As regulator, we have an important role in influencing and enabling innovation to refine assessments and qualifications, and the pandemic has clearly catalysed and accelerated this, including conversations about the greater use of technology.
We know from our research that during the pandemic awarding organisations introduced remote assessment and remote invigilation more than any other form of adaptation. I’ve been hearing at a visit this morning about how transformational that’s been in enabling employers to be more engaged in the process of teaching and learning, and how it’s enabled tutors to support more students and apprentices, as well as reaching parts of the country that otherwise might not have benefited.
Having gone through such rapid testing and implementation, it’s clear that, used right, technology can further strengthen how qualifications and assessments are delivered.
I’m very clear that Ofqual should not be a barrier to innovation like this. Where new approaches, including the use of technology, have potential to bring improvement in accessibility, we will support that.
The perceived benefits of greater innovation must of course be weighed against potential risks. I’m thinking of students and apprentices with special educational needs, those with disabilities but also the socio-economically disadvantaged. We need to ensure that our national infrastructure is ready to enable equal access to such provisions, for example, and that that isn’t a barrier to them.
Ofqual, working with the Department for Education, is about to do a feasibility study to look at exactly this. We need to make sure, for example, that access to the fastest broadband or the best laptops isn’t a thing that could provide advantage.
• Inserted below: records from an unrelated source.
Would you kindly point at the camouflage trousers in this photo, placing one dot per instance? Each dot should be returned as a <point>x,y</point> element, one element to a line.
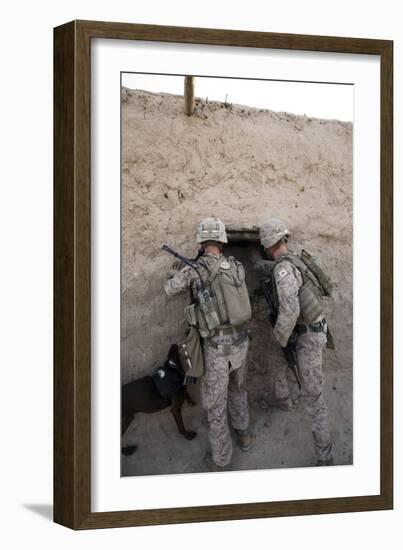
<point>309,351</point>
<point>223,389</point>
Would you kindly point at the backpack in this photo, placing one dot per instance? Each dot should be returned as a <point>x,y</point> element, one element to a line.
<point>315,284</point>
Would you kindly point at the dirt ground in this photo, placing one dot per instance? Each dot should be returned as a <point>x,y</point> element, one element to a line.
<point>243,165</point>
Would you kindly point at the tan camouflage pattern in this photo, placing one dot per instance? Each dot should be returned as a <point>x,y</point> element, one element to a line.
<point>223,389</point>
<point>223,392</point>
<point>309,351</point>
<point>180,281</point>
<point>288,282</point>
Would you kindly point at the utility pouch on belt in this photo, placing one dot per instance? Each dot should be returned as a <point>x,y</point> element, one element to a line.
<point>190,353</point>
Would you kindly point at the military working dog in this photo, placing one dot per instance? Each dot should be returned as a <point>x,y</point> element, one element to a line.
<point>156,392</point>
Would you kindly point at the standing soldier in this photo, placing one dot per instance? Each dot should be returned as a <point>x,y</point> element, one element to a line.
<point>220,316</point>
<point>297,291</point>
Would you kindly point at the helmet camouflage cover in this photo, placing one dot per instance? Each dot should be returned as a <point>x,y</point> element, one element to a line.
<point>272,232</point>
<point>211,229</point>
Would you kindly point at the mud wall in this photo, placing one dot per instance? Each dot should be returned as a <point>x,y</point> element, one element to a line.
<point>240,164</point>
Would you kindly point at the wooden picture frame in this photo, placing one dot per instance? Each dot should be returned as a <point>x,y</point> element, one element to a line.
<point>72,269</point>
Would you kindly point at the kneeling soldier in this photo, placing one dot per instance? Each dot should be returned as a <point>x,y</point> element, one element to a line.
<point>220,314</point>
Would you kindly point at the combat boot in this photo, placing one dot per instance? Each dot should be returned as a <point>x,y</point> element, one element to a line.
<point>211,465</point>
<point>244,439</point>
<point>327,462</point>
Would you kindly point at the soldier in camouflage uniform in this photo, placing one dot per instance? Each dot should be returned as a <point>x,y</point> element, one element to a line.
<point>225,352</point>
<point>311,338</point>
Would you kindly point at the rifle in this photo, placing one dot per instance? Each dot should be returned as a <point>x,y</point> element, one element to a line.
<point>204,298</point>
<point>290,350</point>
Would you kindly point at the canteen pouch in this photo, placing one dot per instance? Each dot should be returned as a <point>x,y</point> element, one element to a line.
<point>191,354</point>
<point>236,296</point>
<point>309,302</point>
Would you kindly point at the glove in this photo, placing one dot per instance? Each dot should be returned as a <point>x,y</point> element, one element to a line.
<point>176,266</point>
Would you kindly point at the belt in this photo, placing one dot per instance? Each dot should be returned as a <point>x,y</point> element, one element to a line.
<point>320,326</point>
<point>229,330</point>
<point>226,348</point>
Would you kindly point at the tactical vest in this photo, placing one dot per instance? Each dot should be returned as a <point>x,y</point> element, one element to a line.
<point>315,284</point>
<point>226,301</point>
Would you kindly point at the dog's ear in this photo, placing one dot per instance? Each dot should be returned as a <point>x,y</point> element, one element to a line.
<point>173,352</point>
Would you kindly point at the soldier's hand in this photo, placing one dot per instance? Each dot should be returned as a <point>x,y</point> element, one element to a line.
<point>176,266</point>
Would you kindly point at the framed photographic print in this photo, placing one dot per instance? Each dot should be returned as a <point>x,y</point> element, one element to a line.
<point>223,274</point>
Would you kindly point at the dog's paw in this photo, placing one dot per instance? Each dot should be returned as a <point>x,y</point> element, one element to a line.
<point>129,450</point>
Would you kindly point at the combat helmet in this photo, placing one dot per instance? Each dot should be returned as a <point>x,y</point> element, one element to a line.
<point>272,232</point>
<point>211,229</point>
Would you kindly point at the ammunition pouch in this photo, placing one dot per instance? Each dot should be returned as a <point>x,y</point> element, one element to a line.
<point>227,348</point>
<point>320,326</point>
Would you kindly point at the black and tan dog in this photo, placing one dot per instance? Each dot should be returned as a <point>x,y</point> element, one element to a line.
<point>154,393</point>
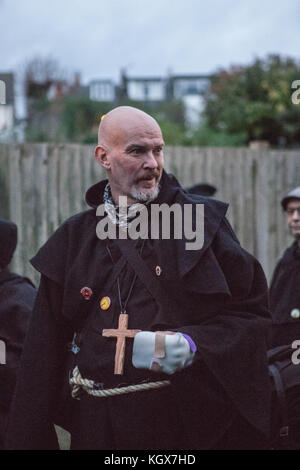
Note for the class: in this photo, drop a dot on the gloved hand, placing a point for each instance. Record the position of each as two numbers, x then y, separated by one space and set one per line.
161 351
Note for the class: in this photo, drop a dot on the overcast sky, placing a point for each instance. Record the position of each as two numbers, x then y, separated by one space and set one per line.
98 37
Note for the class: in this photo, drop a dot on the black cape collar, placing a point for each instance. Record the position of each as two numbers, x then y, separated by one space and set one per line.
6 275
171 192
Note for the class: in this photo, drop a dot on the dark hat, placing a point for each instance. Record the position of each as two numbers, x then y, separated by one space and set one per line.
8 241
203 189
294 194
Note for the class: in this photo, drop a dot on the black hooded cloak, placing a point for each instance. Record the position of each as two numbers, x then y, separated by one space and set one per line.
217 295
285 298
17 295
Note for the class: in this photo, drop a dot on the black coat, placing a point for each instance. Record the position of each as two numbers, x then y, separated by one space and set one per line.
17 295
285 297
217 295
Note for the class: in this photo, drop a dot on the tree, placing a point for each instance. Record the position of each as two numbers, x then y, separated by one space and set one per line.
256 100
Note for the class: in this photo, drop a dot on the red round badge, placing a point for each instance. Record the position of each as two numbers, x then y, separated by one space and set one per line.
86 293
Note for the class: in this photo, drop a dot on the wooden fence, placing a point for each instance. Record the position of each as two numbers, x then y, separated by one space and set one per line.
43 184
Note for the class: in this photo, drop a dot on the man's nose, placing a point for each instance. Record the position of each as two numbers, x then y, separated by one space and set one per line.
296 215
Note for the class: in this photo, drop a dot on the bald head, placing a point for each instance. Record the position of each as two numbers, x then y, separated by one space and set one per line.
130 148
123 121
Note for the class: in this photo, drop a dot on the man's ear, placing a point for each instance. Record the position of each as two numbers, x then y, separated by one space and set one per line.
101 157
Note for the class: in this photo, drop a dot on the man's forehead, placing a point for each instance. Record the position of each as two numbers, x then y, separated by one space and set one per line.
293 203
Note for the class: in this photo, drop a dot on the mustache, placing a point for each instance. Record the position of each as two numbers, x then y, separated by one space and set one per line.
149 175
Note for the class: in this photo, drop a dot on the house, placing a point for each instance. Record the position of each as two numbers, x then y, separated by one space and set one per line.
153 90
7 103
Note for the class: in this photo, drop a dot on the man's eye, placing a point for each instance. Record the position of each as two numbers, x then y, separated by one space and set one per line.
135 151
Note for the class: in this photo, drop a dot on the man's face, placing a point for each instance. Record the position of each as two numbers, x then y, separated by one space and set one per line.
293 217
136 163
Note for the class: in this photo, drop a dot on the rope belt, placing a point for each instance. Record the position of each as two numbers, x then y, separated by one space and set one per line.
78 383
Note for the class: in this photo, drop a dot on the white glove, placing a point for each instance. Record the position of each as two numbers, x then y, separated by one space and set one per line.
161 351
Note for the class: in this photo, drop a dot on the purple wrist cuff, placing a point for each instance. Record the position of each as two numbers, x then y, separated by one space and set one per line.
193 347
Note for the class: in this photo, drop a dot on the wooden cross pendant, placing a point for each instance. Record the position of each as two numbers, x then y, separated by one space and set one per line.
121 334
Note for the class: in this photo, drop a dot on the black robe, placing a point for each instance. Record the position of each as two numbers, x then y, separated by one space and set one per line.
285 297
17 296
217 295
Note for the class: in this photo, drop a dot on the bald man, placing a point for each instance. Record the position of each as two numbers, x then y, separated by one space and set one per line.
140 342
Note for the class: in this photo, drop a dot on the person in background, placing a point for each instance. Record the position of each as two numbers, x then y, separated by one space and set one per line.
140 343
285 284
17 296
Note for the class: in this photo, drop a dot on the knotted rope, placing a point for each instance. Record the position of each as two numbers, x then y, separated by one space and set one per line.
78 383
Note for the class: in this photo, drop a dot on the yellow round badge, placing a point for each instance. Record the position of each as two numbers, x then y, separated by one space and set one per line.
105 303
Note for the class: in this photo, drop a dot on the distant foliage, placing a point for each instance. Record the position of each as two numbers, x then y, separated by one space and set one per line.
255 101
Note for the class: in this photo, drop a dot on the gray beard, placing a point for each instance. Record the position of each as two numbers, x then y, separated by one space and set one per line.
145 196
Innovation must drive further inclusivity, further reliability and validity, and not create divergence.
Ofqual will continue to engage and provide support to awarding organisations exploring the use of innovative practice such as this, and where necessary, we will consider the removal of regulatory barriers which restrict or prevent innovation. But with the proviso that any innovative new practice must not undermine the value of the underlying qualification.
Students of all ages; apprentices and employers – whether that is this year, next year, or 5 years hence – should all be able to have confidence in the value of qualifications that they have worked so hard to achieve.